Senior Data Scientist & AI Engineer
Finding where AI creates real business value — then building the right solution, communicating it clearly, and driving adoption across the organisation.
The Question
The question I find most valuable in any organisation is not "how do we implement AI"; it is where would the right AI solution create genuine business value? That might mean eliminating a bottleneck that costs the team days each week, improving the accuracy of a decision that drives significant revenue, or enabling a level of insight that was simply not possible before. Over eight years across energy, healthcare, and finance, I have built my practice around that distinction: identifying the problems and opportunities where AI can make a real difference, and then doing the rigorous work of realising them.
The Method
Fourteen years of formal education in software engineering and artificial intelligence provide the depth to move fluently across a wide methodological toolkit (from classical machine learning to generative and agentic AI, from data pipelines to explainability frameworks) and select the approach that genuinely fits the problem.
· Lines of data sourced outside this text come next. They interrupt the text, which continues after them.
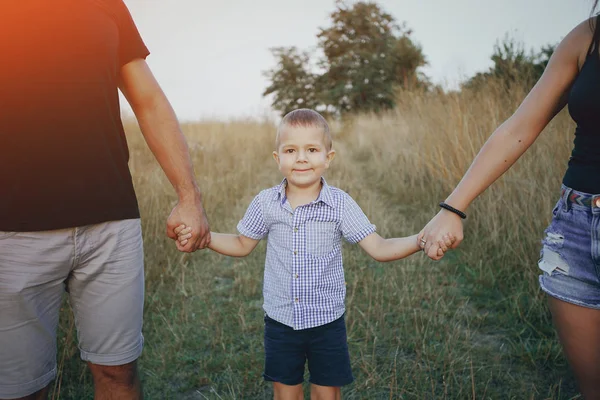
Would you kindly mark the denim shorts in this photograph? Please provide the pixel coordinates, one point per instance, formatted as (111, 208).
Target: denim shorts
(570, 255)
(325, 348)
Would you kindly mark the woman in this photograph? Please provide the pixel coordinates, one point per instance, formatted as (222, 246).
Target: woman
(571, 253)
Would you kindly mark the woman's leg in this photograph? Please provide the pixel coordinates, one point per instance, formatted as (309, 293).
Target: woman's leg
(579, 332)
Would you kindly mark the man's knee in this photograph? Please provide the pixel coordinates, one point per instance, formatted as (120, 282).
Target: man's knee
(121, 375)
(39, 395)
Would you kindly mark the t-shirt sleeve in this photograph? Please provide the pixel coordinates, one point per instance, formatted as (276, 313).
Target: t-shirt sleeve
(253, 224)
(131, 45)
(355, 224)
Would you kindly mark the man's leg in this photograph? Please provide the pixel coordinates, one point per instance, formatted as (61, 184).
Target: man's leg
(39, 395)
(325, 392)
(33, 267)
(107, 295)
(116, 382)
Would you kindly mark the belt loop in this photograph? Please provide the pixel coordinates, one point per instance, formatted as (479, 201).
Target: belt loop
(566, 200)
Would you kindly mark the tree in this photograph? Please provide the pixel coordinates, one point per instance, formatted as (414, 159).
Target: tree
(366, 58)
(513, 65)
(292, 83)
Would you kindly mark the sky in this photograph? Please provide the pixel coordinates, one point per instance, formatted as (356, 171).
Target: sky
(209, 56)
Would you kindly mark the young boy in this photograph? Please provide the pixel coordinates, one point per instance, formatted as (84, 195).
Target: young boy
(304, 220)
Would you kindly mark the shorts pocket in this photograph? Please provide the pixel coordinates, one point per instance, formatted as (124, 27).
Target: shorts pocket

This demands more than technical proficiency; it requires a clear understanding of the underlying problem, sound judgement on whether AI is the right answer, and the foresight to choose an approach that will genuinely deliver.
The Delivery
The distance between a technically sound solution and an organisationally valued one is almost never algorithmic. It is a question of how clearly a solution is communicated, how naturally it integrates into existing workflows, and how confidently the people who depend on it learn to use it. Closing that distance is where the real work lies.
Building the data foundations that make models reliable — scalable pipelines, clean features, and systems that stay robust in production.
Selecting and applying the right approach for the problem — from classical machine learning to large language models and autonomous agents.
Writing the code that connects data, models, and users — clean APIs, maintainable services, and production-ready software that holds up under real-world conditions.
Bridging the gap between a technically sound solution and one that organisations actually use — through clear communication, stakeholder alignment, and end-to-end ownership.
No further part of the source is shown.